Defence and government owed troops a strategic vision for victory. It’s in the ADF’s own leadership doctrine of jus in bello. They failed in that obligation.
More on the preference to kill suspected insurgents over detaining them or just walking past them, as the SASR did in Afgh in 2002
And speaking of the preference to kill. Read about the admirable (but abandoned) SOTG Rule of Law Cell in my book Find Fix Finish.
And yep, NCOs like Ben Roberts-Smith ran the joint, with junior officers cucked.
Real all about this in my book too. No adequate psych screening pre of post deployment, waivers for psych issues...command did not GAF about whether someone was psychologically or morally fit for deployment in Afgh
Yep. Brits and Americans have been accused of the same crimes, on the same mission set, using the same cover up and it's been revealed British officers knew their SAS was in a 'extra judicial killing competition' with either us or the Americans.
So..people knew. Those 'issues arising from operation reporting' would have been enough. The patrol reporting was clearly fabricated, yet nothing was done about. In the UK Inquiry they've uncovered emails between officers...
...talking about the patrol reporting mass delusion that they're all meant to accept. The grab above probably relates to the Sola killings, and if people like Stephen Smith did an audit of patrol reporting then, they may have stopped the Darwan murders.
Shout out to my guy Abdul Gafar Stankzai, formerly the head of the Afghan Independent Human Rights Commission in TK and now living in Adelaide. He had so much of this right at the time, and when he tried to bring it to command, he was ignored.
This may be the reason the report was considered to be prejudicial. The standard for war crimes command responsibility is 'should have known.' This may mean the Australian Head of State could have committed war crimes.
Afterwards, a swipe at Brereton. If you really wanted to know what happened, you would have ordered a civilian review. We still could...an RC.
The panel says defence didn't assume the command responsibility that a private company or a not for profit would. Let's keep in mind the wrongdoing here is mass murder.
The Panel finds that Defence STILL does not accept culpability beyond the patrol level and that this affects veterans, soldiers and families.

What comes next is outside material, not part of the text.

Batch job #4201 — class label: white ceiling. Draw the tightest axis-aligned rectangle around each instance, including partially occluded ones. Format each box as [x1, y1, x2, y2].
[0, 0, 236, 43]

Wow, the panel says Defence's enabled omerta in Afghanistan existed before the conflict, resulting in the allowance of sexual and physical abuse for 'decades'
This is absolutely damning to me. The Panel finds the ADF's ethics doctrine excludes natural law theory (which says ever human has inherent rights).
Again, absolutely damning IMO.
I included a whole section in my book about Ian Langford's discussion of just war theory, and how I didn't believe the SOTG's and Australia's war in Afgh were consistent with just war theory principles.
FIN. I will come back to this. This report is consistent with my Find Fix Finish conclusions. I feel incredibly vindicated, but also infuriated. The ministers, the department and major media orgs could have found all this out more than a decade ago by just asking around.